It is critically important that the scans you are predicting have the same axis ordering than nnU-Net. What I mean by this is that when you open up the images with sitk or nibabel and export the numpy arrays, the axes need to match (for example the first coordinate should always be axial slices, so a[12] is the axial slice id 12). If they don't the performance can degrade a lot. I did run into this issue myself when I was applying KiTS to some internal CT data.
Thanks for your reply in the above issue 277, I have a more detailed question concerning with this issue.
You said you also had the axis ordering mismatch problem while apply KiTS model to other dataset, I am wondering:
how did you fix it, that is, how to revise the code in preprocessing data?
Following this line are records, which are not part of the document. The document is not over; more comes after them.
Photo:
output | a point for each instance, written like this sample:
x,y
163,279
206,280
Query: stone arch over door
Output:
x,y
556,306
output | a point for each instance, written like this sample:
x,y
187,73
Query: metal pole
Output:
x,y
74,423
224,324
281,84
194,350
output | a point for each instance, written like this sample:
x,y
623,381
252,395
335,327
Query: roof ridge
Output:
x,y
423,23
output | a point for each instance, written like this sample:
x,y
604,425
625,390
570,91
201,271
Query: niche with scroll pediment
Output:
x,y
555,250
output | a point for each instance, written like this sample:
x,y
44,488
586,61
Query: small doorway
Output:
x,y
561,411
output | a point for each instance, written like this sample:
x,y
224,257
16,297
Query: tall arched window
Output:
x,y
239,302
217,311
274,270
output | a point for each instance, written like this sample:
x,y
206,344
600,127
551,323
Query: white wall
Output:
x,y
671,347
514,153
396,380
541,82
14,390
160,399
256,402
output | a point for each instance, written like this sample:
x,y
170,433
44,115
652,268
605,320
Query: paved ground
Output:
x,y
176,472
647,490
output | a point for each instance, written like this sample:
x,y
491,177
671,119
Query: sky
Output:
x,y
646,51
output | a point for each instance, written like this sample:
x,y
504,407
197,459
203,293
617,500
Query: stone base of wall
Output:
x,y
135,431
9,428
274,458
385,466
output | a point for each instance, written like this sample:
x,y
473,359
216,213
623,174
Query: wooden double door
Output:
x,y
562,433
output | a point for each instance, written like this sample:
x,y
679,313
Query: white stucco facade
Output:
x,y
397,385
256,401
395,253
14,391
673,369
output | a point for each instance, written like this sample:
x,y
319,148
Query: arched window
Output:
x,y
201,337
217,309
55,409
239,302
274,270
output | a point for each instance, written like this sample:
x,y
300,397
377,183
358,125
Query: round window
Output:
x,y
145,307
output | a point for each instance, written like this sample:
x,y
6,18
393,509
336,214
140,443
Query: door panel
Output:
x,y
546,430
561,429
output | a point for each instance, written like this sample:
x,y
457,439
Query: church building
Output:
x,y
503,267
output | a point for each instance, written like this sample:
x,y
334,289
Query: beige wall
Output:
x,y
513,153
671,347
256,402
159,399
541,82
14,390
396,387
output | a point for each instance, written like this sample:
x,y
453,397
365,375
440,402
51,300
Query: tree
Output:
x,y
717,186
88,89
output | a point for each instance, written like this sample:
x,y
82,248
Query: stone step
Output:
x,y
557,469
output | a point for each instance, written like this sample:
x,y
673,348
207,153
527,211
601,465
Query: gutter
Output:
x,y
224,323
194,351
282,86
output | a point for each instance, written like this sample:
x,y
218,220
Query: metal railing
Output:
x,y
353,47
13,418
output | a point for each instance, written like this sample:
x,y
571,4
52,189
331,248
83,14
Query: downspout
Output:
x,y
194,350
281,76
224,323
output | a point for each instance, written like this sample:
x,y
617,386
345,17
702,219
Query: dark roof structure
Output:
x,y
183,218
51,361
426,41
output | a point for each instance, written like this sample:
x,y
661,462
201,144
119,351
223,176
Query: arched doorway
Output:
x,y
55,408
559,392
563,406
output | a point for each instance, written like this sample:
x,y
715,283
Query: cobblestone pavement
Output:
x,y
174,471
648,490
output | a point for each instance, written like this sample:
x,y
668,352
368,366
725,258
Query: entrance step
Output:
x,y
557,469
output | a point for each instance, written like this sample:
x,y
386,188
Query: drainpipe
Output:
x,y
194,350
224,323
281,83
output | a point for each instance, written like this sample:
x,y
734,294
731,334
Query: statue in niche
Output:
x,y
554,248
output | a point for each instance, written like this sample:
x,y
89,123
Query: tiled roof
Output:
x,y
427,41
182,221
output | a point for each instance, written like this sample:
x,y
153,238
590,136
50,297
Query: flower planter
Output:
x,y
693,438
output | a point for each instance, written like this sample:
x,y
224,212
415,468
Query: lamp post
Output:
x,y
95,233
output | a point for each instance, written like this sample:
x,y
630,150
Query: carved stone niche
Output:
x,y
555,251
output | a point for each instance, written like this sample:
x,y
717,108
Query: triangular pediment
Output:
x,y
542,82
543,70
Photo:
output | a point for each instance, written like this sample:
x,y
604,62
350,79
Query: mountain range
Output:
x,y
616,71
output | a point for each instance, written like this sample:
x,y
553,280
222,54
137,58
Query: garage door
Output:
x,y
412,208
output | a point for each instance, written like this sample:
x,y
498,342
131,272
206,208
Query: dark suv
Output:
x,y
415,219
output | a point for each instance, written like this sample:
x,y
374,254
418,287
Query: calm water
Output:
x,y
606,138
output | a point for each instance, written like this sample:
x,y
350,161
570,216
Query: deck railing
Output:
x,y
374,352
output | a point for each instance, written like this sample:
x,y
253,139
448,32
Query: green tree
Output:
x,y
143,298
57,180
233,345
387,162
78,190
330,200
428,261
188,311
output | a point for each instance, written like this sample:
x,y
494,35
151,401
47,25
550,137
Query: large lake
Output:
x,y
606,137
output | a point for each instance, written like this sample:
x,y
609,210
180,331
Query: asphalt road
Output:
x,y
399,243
I got the solution by referring to here, It can be illustrated with one line of code:
canonical_img = nib.as_closest_canonical(img),
but it turned out not working, could you share me with your solution?
Originally posted by @FabianIsensee in https://github.com/MIC-DKFZ/nnUNet/issues/277#issuecomment-663984088
Hi, @FabianIsensee
Thanks for your reply in the above issue 277, I have a more detailed question concerning with this issue.
You said you also had the axis ordering mismatch problem while apply KiTS model to other dataset, I am wondering:
canonical_img = nib.as_closest_canonical(img)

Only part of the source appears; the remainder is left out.